There is a class of nonlinear regression problems that can be best
expressed by omitting the dependent variable (i.e., the variable
on the left of the equal sign). To understand what this means,
first consider the normal regression case with a dependent
variable. For each observation, the function is evaluated, and the
computed function value is subtracted from the corresponding value of the
dependent variable for that observation. This residual value is
then squared and added to the other squared residual values. The
goal is to minimize the total sum of squared residuals.
In the
case where the dependent variable is omitted, the function is
computed for each observation and the value of the function is
squared (i.e., it is treated as the residual) and added to the
other squared values. The goal is to minimize the sum of the
squared values of the function. Thus, for a perfect fit the
computed value of the function for every observation would be
zero.
To perform this type of analysis omit the dependent variable and
equal sign from the left side of the function specification in
your NLREG program.
As an example of this type of analysis, consider the problem of
fitting a circle to a set of points that form a roughly circular
pattern (i.e., a "circular regression"). Our goal is to determine
the center point of the circle (Xc,Yc) and the radius (R) which
will make the circle best fit the points so that the sum of the
squared distances between the points and the perimeter of the
circle is minimized (the points are as close to the perimeter of
the circle as possible).
For this problem, we have three parameters whose values are to be
determined: Xc, Yc, and R. There will be one data observation for
each point to which the circle is being fitted.
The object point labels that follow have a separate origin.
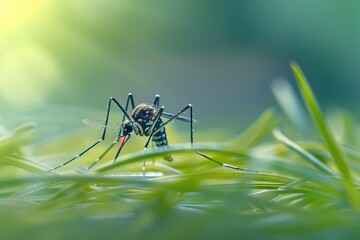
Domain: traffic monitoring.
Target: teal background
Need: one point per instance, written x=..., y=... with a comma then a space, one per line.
x=60, y=61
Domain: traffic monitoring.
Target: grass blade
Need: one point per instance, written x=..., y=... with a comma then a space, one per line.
x=317, y=116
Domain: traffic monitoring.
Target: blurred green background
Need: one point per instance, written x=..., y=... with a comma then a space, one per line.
x=60, y=61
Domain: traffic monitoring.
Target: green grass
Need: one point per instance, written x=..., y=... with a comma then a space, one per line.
x=304, y=185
For each point
there are two variables, Xp and Yp, the X and Y coordinates of the
point's position.
Since our goal is to minimize the sum of the squared distances
from the points to the perimeter of the circle, we need a function
that will compute this distance for each point. If the center of
the circle is at (Xc,Yc) and the position of a point is (Xp,Yp)
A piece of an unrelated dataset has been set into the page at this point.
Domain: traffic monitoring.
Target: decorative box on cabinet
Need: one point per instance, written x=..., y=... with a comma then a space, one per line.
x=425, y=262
then, from the theorem of Pythagoras, we know the distance from
the center to the point is
sqrt((Xp-Xc)^2 + (Yp-Yc)^2)
But we are interested in the distance from the perimeter to the
point. Since the radius of the circle is R, the distance from the
perimeter to the point (along a straight line from the center to
the point) is
sqrt((Xp-Xc)^2 + (Yp-Yc)^2) - R
That is, the distance from the perimeter to the point is equal to
the distance from the center to the point less the distance from
the center to the perimeter (the radius). The distance will be
positive or negative depending on whether the point is outside or
inside the circle, but this does not matter since the value is
squared as part of the minimization process.
The NLREG statements for this analysis are as follows:
Title "Fit circle to group of points";
Variable Xp; // X coordinate of point
Variable Yp; // Y coordinate of point
Parameter Xc; // X position of circle center
Parameter Yc; // Y position of circle center
Parameter R; // Radius of circle
Function sqrt((Xp-Xc)^2 + (Yp-Yc)^2) - R;
Data;
[ data goes here ]
Note that there is no dependent variable or equal sign to the left
of the function. NLREG will determine the values of the
parameters Yp, Yc, and R such that the sum of the squared values
of the function (i.e., the sum of the squared distances) is
minimized.